New research suggests that many mothers struggling with addiction are not getting the help they need. A study in JAMA Health Forum by Ezra Goldstein and Sarah Font found that in Pennsylvania, the presence of maternal substance use disorder within the child welfare system population was 62%. The authors compared the likelihood of receiving treatment among mothers who received some kind of formal intervention from a child welfare agency with those who did not. Whether that meant the children were taken into foster care or the family was receiving in-home services while the children remained at home, the authors concluded that “formal child welfare services can facilitate substance use treatment for caregivers.” Those who received a child welfare response were significantly more likely to get inpatient treatment or outpatient treatment and to be in treatment 12 months after the referral.

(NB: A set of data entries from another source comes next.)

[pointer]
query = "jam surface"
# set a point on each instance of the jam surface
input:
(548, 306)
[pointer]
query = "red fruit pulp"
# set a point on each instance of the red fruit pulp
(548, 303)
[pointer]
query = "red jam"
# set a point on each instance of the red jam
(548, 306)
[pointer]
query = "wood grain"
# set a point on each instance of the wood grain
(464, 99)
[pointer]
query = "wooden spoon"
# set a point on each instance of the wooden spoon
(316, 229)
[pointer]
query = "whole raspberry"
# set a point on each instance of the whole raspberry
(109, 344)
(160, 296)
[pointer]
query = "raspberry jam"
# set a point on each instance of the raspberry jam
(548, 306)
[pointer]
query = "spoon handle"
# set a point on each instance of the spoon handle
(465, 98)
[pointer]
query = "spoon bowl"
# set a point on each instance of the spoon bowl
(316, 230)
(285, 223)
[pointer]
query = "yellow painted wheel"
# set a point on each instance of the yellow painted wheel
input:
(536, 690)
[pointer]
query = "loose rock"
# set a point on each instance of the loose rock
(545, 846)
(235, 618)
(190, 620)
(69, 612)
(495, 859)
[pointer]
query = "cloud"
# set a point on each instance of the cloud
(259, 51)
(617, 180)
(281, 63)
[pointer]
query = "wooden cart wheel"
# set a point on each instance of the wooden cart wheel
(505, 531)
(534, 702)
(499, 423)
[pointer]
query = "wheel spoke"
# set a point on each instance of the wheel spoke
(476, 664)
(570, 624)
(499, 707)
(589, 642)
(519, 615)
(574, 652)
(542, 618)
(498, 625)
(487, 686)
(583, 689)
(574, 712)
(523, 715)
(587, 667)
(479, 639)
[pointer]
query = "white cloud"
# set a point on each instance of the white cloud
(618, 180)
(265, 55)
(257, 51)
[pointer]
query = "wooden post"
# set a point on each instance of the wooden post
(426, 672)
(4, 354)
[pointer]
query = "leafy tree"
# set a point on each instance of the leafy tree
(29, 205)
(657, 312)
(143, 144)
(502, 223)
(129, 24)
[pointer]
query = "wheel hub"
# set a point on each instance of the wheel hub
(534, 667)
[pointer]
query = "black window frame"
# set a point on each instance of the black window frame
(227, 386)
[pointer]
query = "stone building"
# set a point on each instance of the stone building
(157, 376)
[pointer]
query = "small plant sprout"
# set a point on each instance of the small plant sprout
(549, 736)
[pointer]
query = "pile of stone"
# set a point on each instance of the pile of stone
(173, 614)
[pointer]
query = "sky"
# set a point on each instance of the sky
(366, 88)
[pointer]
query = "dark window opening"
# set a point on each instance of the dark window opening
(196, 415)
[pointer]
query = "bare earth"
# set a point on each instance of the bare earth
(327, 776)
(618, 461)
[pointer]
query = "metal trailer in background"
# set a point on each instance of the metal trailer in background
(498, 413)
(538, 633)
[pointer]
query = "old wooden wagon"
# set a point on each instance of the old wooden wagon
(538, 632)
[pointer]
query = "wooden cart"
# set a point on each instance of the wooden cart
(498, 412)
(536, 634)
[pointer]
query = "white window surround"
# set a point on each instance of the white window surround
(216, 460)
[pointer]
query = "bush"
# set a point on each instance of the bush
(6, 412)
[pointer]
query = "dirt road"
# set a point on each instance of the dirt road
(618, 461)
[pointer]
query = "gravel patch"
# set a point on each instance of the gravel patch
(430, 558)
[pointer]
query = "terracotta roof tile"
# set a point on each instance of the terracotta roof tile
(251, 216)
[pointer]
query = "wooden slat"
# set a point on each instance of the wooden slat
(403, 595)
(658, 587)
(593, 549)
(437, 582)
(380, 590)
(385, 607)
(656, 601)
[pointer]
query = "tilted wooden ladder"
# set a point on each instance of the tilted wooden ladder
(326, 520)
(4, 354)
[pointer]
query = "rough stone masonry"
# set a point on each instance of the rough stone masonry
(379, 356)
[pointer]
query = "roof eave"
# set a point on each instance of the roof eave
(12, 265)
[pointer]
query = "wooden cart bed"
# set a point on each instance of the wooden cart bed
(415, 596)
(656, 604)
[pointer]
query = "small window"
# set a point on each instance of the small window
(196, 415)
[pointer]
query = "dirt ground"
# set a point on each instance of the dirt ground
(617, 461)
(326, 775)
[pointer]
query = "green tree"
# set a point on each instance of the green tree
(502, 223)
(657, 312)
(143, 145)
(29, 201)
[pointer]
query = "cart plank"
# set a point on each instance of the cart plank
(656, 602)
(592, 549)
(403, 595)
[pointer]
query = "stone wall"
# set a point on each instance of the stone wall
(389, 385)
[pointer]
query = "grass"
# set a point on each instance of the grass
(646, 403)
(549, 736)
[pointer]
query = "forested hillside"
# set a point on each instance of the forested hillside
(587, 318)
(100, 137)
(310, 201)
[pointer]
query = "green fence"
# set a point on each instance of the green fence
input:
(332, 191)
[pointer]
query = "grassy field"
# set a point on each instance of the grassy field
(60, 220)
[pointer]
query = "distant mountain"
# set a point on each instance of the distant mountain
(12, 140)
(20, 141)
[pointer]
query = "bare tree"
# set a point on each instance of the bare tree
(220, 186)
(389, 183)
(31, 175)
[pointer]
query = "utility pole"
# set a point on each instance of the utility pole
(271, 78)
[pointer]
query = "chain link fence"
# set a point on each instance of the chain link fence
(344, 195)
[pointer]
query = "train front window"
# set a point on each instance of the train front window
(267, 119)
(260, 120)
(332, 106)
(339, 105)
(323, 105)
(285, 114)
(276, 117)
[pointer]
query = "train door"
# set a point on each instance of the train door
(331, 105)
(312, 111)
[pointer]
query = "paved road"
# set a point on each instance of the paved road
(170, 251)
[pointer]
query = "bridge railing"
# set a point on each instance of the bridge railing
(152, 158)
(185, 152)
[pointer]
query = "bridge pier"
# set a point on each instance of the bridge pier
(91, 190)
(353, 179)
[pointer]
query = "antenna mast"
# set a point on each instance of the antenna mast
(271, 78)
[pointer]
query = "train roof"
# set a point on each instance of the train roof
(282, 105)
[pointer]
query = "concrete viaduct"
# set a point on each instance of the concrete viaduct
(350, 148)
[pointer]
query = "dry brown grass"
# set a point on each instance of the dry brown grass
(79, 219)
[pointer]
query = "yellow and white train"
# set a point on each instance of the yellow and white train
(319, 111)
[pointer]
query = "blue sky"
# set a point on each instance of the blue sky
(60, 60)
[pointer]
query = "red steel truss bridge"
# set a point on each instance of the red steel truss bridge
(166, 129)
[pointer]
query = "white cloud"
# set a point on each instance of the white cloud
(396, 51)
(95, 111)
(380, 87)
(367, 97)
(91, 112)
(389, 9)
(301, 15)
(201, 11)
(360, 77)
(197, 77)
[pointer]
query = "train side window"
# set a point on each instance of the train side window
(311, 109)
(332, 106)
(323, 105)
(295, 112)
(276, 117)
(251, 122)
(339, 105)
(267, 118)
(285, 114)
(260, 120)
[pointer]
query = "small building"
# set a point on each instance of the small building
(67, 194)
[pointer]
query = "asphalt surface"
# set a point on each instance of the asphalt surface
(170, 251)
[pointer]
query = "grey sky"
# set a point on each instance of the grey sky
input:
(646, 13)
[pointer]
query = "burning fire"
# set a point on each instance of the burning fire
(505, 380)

As advocates want to get child welfare and law enforcement out of the lives of families, they might want to figure out what other mechanisms will get abusive boyfriends or abusive and neglectful parents to act in a way that will make their victims safer. Compassion dictates that we must think about the abusers in these situations. Domestic violence and child maltreatment are long-term relational problems. Locking up people and throwing away the key, or separating children from parents, are extreme solutions that are necessitated in only a small number of cases. That doesn’t mean that we can’t use law enforcement or child protective services to get people on the right track, to incentivize them to get help. These agencies are the beginning of the solution, not the end of it.